The Labour Party's latest campaign to dent John Key's credibility has been described by some as an act of desperation to claw back lost support. Others see the oddest of spectacles, a governing party performing like an Opposition. Both were accurate perspectives on a small-minded assault that is more likely to buttress the National Party leader than undermine him.
Labour's tack this time, in what was largely a rehashing of old material, accorded huge significance to Mr Key's returns to the Electoral Enrolment Centre and the Companies Office in 2002. Health Minister Pete Hodgson said Mr Key had put different residential addresses on the documents, and effectively accused him of making a false or misleading claim to the Companies Office. He reminded Parliament that David Parker had lost his ministerial posts last year after admitting he filed false returns to that very office.
That may be so, but it ignores the fact that Mr Parker should never have been forced from office. His alleged offence was, at worst, a minor piece of business corner-cutting. After being quickly cleared by a Companies Office inquiry, he returned to Cabinet. Mr Key's conduct would be of much lesser moment, even if it constituted an infraction. As it is, Labour seems very much to have driven up a dead end street. An opinion from the Clerk of the House, sought by National, stated that the companies legislation did not affect Mr Key's registration for electoral purposes. Under the Electoral Act, a person can reside at only one place, but a person can have a number of residences for Companies Act purposes.
The National leader's character is being subjected to sustained attack by a party whose prospects look dim unless they can persuade New Zealanders that he is prone to indecision and contradictory statement. First, his stance on the Iraq war was placed under the spotlight. Now, Labour is seeking to incubate the notion that Mr Key deliberately misled Helensville voters about where he intended to live after the 2002 elections.

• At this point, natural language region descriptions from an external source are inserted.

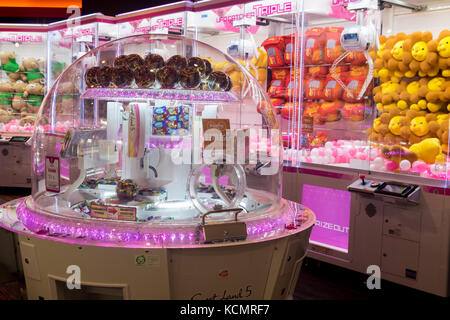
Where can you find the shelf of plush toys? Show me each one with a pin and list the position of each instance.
(413, 103)
(324, 100)
(345, 134)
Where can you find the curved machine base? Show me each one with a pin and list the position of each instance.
(259, 270)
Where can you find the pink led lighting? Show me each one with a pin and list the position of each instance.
(96, 232)
(165, 94)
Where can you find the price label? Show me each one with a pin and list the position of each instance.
(52, 174)
(307, 124)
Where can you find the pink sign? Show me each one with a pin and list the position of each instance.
(339, 11)
(332, 210)
(15, 37)
(225, 16)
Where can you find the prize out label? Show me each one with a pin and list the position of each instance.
(52, 174)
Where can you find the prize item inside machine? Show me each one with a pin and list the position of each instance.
(156, 139)
(22, 80)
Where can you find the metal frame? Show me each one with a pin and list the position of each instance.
(403, 4)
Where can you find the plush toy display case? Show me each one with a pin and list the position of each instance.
(69, 39)
(160, 181)
(23, 76)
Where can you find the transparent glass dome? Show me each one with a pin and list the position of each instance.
(142, 132)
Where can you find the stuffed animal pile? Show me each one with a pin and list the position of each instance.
(413, 97)
(22, 90)
(325, 100)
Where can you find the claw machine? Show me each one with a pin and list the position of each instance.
(370, 140)
(163, 198)
(23, 79)
(166, 19)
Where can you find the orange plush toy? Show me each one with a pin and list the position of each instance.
(332, 90)
(444, 52)
(315, 41)
(329, 111)
(333, 47)
(412, 94)
(420, 54)
(353, 111)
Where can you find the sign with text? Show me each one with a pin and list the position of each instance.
(52, 174)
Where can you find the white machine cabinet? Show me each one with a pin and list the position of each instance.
(387, 201)
(160, 188)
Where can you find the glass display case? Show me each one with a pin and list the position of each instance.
(397, 127)
(166, 19)
(153, 143)
(23, 52)
(69, 39)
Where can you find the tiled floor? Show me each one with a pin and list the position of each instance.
(317, 281)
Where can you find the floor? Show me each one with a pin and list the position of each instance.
(317, 280)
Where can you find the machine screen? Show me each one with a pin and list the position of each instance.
(394, 189)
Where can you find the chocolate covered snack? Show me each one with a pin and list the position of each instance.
(190, 77)
(218, 81)
(177, 61)
(144, 76)
(199, 64)
(104, 76)
(122, 77)
(167, 76)
(154, 61)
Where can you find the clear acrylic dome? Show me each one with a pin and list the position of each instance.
(143, 132)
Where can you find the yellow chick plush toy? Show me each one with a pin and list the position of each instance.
(386, 93)
(439, 93)
(428, 150)
(419, 126)
(420, 54)
(395, 125)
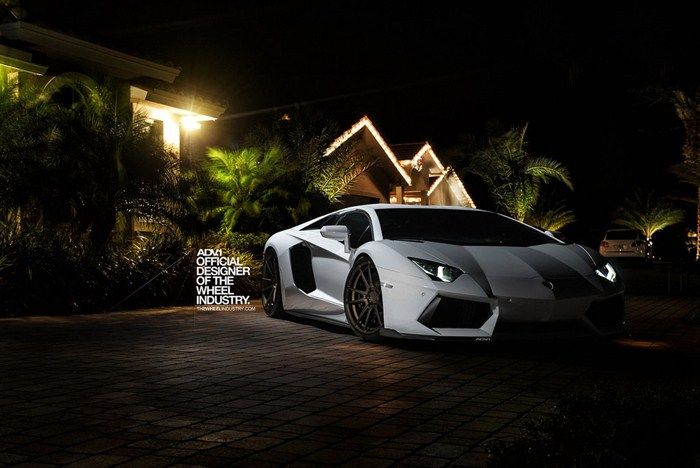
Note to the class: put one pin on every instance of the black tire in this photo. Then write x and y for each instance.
(271, 289)
(362, 298)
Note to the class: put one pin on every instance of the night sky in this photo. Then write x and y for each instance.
(432, 71)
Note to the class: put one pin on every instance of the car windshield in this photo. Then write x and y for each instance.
(621, 235)
(460, 227)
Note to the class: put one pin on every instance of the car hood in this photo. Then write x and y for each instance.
(568, 269)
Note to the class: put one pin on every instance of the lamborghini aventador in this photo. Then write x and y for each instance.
(439, 272)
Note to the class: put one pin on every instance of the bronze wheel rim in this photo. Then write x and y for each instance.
(364, 299)
(270, 283)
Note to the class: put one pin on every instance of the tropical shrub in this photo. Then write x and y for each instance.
(513, 174)
(647, 213)
(551, 217)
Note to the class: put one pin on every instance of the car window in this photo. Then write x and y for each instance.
(459, 227)
(325, 221)
(359, 226)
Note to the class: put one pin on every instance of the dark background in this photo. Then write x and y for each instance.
(433, 71)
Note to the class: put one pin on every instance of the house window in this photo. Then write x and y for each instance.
(156, 129)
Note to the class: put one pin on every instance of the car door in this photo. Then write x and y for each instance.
(332, 270)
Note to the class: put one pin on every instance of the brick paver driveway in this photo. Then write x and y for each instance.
(214, 388)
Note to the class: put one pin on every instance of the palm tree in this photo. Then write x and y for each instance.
(69, 156)
(304, 137)
(514, 175)
(246, 183)
(648, 214)
(550, 218)
(687, 109)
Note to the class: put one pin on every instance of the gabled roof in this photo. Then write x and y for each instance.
(451, 177)
(366, 124)
(59, 45)
(410, 153)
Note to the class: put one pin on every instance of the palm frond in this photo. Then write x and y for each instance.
(646, 213)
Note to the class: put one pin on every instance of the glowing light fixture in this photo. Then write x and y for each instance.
(190, 124)
(362, 123)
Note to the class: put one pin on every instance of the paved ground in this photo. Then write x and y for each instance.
(170, 386)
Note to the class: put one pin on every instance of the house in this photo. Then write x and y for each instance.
(409, 173)
(32, 55)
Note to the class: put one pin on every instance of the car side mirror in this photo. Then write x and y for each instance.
(339, 233)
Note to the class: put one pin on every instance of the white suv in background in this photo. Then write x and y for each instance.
(623, 243)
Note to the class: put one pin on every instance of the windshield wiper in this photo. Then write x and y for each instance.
(409, 239)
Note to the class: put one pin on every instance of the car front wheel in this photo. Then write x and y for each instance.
(363, 299)
(271, 286)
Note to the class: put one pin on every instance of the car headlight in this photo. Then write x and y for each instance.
(607, 272)
(437, 271)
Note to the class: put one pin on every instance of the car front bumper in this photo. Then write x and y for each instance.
(421, 308)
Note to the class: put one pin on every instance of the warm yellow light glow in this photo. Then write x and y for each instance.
(465, 194)
(436, 183)
(190, 123)
(362, 123)
(428, 149)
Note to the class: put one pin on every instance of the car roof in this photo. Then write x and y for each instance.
(375, 206)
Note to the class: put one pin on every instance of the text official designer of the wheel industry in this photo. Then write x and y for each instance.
(221, 266)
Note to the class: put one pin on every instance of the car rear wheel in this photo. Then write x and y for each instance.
(271, 286)
(363, 299)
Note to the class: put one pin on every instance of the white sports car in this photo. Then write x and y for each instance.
(438, 272)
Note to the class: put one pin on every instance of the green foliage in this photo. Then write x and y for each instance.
(550, 217)
(313, 181)
(647, 213)
(72, 159)
(514, 175)
(246, 183)
(49, 272)
(252, 242)
(647, 427)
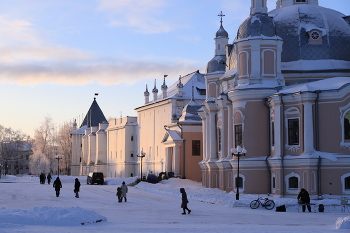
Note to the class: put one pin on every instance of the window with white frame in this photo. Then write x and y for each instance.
(347, 126)
(293, 131)
(292, 183)
(345, 180)
(238, 135)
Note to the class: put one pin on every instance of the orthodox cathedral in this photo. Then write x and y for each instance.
(270, 115)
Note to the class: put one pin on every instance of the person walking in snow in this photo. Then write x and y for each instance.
(304, 199)
(76, 187)
(119, 194)
(49, 178)
(124, 191)
(184, 201)
(57, 185)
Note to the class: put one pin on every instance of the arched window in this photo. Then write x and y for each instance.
(347, 126)
(239, 182)
(293, 182)
(347, 182)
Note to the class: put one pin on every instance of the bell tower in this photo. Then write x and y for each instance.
(258, 6)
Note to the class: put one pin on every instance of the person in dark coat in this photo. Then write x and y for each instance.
(304, 199)
(57, 185)
(42, 178)
(184, 201)
(76, 187)
(119, 194)
(124, 191)
(49, 178)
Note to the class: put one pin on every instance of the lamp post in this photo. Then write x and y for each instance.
(238, 152)
(58, 157)
(141, 155)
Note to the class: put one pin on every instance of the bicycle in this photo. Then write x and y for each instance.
(268, 204)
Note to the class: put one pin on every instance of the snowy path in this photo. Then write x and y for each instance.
(152, 212)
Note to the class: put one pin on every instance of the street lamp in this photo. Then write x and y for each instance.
(238, 152)
(58, 157)
(141, 155)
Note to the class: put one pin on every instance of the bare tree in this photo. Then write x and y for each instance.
(65, 146)
(39, 163)
(12, 145)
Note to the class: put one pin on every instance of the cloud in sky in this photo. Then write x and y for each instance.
(26, 58)
(102, 71)
(139, 14)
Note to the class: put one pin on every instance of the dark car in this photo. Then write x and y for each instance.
(95, 177)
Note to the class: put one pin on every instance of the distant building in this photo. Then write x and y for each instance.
(167, 130)
(281, 90)
(17, 159)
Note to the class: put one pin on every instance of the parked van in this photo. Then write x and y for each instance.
(95, 177)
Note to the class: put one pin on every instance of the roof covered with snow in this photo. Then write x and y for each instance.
(94, 116)
(322, 85)
(293, 23)
(194, 79)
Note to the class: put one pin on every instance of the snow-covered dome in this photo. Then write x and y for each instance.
(256, 25)
(221, 32)
(218, 63)
(190, 112)
(312, 32)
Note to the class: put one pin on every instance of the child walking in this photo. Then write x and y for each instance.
(184, 201)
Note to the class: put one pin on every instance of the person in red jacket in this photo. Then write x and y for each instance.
(304, 199)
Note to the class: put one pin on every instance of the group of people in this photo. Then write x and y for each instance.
(57, 184)
(42, 178)
(121, 192)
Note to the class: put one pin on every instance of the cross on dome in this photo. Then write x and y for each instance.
(221, 15)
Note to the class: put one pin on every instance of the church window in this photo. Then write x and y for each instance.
(243, 64)
(239, 182)
(272, 133)
(347, 126)
(219, 139)
(238, 135)
(293, 182)
(196, 147)
(293, 131)
(315, 37)
(347, 182)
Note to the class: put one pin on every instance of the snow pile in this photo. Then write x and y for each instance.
(196, 192)
(119, 181)
(54, 216)
(343, 223)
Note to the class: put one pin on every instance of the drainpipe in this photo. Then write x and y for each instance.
(317, 121)
(282, 147)
(317, 144)
(183, 152)
(269, 146)
(319, 177)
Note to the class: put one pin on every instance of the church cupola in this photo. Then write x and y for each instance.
(164, 88)
(146, 95)
(155, 92)
(75, 124)
(218, 63)
(180, 87)
(258, 7)
(285, 3)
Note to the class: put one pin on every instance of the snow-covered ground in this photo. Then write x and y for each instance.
(27, 206)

That hardly seems likely to have been a matter of overriding importance in the electorate. Or to voters throughout the country. What probably interests them more is the fact that the Health Minister has found time to collate the product of what he described as some "digging" by the party. Pressing matters related to waiting lists, overcrowded accident and emergency departments, and threatened industrial action by senior doctors were pushed to one side as this petty line of inquiry was pursued.
Two further allegations against Mr Key yesterday - that he is a director in a company involving two other people who, when unconnected to Mr Key, liquidated a firm facing a leaky building claim and that he was once interviewed by the Serious Fraud Office inquiring into a company's affairs - do not inspire greater confidence in Labour's tactics.
Encouragement for this approach may, initially at least, have come from the revelations of Australian Labor Party leader Kevin Rudd's drunken night in a New York strip club. Some saw this as manna for John Howard's Government, which also seems destined for electoral defeat. Yet polls suggest that Labor's standing with Australians had actually benefited from Mr Rudd's night out.
Character assassination is, therefore, a double-edged sword. It will backfire unless it produces matters of significantly more substance and seriousness than has been the case. Labour also risks, of course, firing too many shots now rather than trying to derail Mr Key when it really matters during a campaign proper.
Mr Hodgson's exercise in futility is evidence of a seriously distracted administration. A Government, in fact, that should get back to governing.